O contrato vigente com relação à operação dos radares de Sorocaba é de 2014, ou seja, tem pelo menos quatro anos. O contrato tinha duração de 12 meses ao custo inicial de R$ 1,1 milhão. Ao longo dos anos, entretanto, ele sofreu três prorrogações e um aditamento. A última prorrogação ocorreu em novembro de 2017 e o valor atualizado passou para R$ 1,5 milhão.
Motoristas podem recorrer das multas por radar, diz advogado
Para o advogado Ricardo Troy, que atua na defesa de questões envolvendo penalidades de trânsito, incluindo multas, é possível recorrer mesmo com as multas já aplicadas. “Essas multas não possuem validade nenhuma”, diz. Segundo ele, pecou-se com o princípio da legalidade com a falta dos estudos obrigatórios. Ele também diz que seria importante uma ação do Ministério Público do Estado (MP-SP) na questão. Ainda conforme ele, também cabe, por exemplos, ações coletivas como de associações de taxistas e de condutores de vans escolares.
O advogado também lembra que uma súmula do Supremo Tribunal Federal (STF) permite que os municípios revejam seus próprios atos, assim, em tese, a Prefeitura de Sorocaba, independente de ação, pode devolver os valores já pagos. Por fim, ele critica a situação dos equipamentos na cidade. “Não é só fazer um buraco em implantar o radar”, termina.
Caráter educativo
Especialista lembra e defende o caráter educativo dos radares. Crédito da foto: Luiz Setti / Arquivo JCS (06/06/2015)
Renato Campestrini, gerente técnico do Observatório Nacional de Segurança Viária (ONSV) e colunista de Mobilidade Urbana da Cruzeiro FM 92,3, pensa de forma diferente. “Diante do hábito do condutor brasileiro de respeitar o limite de velocidade em pontos fiscalizados, alguns dispositivos estão sendo utilizados nas vias públicas com o forma de incentivar a redução da velocidade. Painéis eletrônicos com indicação da velocidade, por exemplo, são utilizados em rodovias, infraestrutura similar aos dispositivos também são implantadas com o mesmo objetivo, se valendo da dúvida do condutor, o que o força a reduzir a velocidade ao limite regulamentado”, diz o especialista.

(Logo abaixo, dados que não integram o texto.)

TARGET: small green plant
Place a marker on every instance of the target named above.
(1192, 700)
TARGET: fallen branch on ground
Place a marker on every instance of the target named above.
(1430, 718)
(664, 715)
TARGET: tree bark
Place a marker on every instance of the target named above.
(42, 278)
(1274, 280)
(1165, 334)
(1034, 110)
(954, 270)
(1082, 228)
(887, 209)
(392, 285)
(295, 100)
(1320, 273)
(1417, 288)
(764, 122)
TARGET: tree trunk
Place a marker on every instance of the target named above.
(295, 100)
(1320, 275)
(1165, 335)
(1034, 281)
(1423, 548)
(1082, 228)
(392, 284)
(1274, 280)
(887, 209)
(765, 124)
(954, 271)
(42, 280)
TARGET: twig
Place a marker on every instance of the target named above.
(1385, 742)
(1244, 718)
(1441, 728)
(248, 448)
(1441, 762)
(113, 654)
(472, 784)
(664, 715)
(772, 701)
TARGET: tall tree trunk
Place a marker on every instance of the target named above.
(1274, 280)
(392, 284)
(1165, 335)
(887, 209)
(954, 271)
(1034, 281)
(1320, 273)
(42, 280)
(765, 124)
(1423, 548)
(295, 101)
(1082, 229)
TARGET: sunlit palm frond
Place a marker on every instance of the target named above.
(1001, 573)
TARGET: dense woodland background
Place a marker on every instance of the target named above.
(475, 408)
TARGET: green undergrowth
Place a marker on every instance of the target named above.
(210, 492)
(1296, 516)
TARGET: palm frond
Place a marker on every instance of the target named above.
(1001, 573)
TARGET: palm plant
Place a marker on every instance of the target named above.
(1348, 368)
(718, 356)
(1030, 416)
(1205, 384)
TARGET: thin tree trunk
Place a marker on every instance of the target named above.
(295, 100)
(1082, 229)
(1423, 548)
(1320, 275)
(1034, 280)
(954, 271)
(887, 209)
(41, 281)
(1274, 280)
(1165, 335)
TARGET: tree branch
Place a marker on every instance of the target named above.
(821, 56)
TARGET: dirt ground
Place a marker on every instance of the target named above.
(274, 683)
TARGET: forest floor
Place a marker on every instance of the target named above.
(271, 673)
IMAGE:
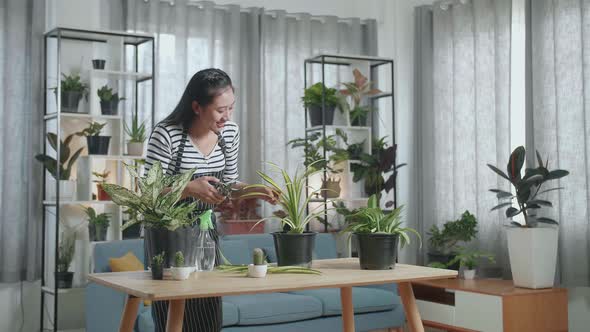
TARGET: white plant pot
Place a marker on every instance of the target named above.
(533, 256)
(181, 273)
(468, 274)
(134, 148)
(67, 190)
(257, 271)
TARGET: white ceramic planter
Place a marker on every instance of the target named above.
(181, 273)
(134, 149)
(468, 274)
(257, 271)
(533, 256)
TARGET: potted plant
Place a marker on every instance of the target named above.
(378, 235)
(109, 101)
(258, 267)
(240, 216)
(469, 260)
(67, 187)
(312, 100)
(357, 91)
(63, 277)
(157, 266)
(97, 144)
(72, 90)
(137, 135)
(180, 271)
(532, 249)
(293, 245)
(100, 193)
(169, 224)
(442, 244)
(97, 224)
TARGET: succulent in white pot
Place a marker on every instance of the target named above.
(258, 267)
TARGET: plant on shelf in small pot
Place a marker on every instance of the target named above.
(67, 187)
(109, 101)
(469, 260)
(312, 100)
(532, 249)
(357, 91)
(378, 235)
(157, 266)
(137, 136)
(442, 244)
(98, 224)
(101, 195)
(72, 91)
(97, 144)
(293, 246)
(180, 271)
(258, 267)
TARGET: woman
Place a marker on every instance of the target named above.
(199, 133)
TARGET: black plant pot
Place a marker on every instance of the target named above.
(109, 107)
(64, 279)
(294, 249)
(97, 233)
(158, 240)
(315, 115)
(444, 259)
(157, 271)
(377, 251)
(70, 101)
(98, 63)
(98, 144)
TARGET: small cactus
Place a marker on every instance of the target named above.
(179, 259)
(258, 257)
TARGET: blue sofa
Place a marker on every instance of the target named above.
(375, 307)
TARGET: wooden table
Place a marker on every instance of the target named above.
(458, 305)
(343, 273)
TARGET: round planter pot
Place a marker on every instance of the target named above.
(294, 249)
(257, 271)
(533, 256)
(97, 233)
(98, 63)
(64, 279)
(135, 148)
(377, 251)
(181, 273)
(468, 274)
(315, 115)
(109, 107)
(98, 144)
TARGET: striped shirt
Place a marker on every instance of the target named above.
(165, 141)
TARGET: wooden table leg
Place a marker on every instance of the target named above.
(347, 309)
(129, 314)
(409, 301)
(175, 315)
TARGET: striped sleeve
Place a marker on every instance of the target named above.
(159, 148)
(230, 173)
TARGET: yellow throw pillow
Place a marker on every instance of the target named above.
(125, 263)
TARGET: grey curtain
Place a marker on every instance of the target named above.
(21, 65)
(561, 123)
(462, 115)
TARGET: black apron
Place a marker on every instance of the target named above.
(201, 314)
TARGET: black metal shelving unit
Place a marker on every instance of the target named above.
(339, 60)
(61, 35)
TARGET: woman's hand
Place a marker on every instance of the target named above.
(201, 189)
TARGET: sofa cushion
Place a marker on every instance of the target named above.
(145, 322)
(274, 308)
(364, 300)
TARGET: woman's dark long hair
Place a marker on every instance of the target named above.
(203, 87)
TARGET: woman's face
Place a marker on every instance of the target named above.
(218, 112)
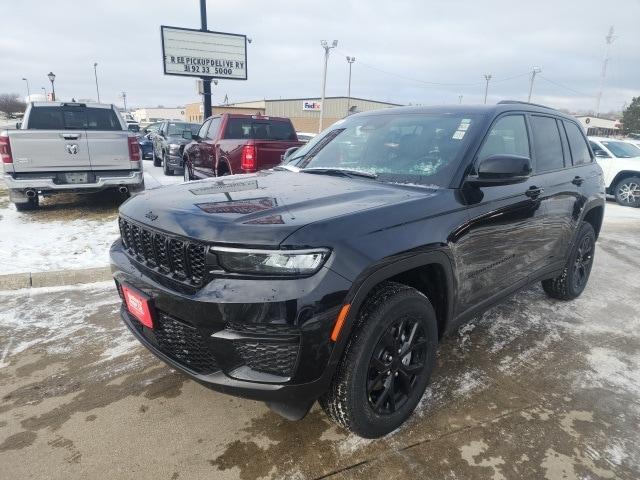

“Sendo assim, ainda que eventualmente o estudo da eficácia não venha a ser realizado, o objetivo maior, incentivar a redução da velocidade acontece, o que nos leva a entender que o objetivo foi atingido”, justifica Campestrini. “Nos últimos anos Sorocaba tem reduzido o número de mortes no trânsito. Em 2016 foram 33, em 2017 o número de óbitos foi 30, e esse é um argumento importante a ser considerado na eficácia das ações desenvolvidas no município. A fiscalização eletrônica de velocidade é a forma mais justa de penalizar única e exclusivamente aquele que desrespeita os limites”, termina.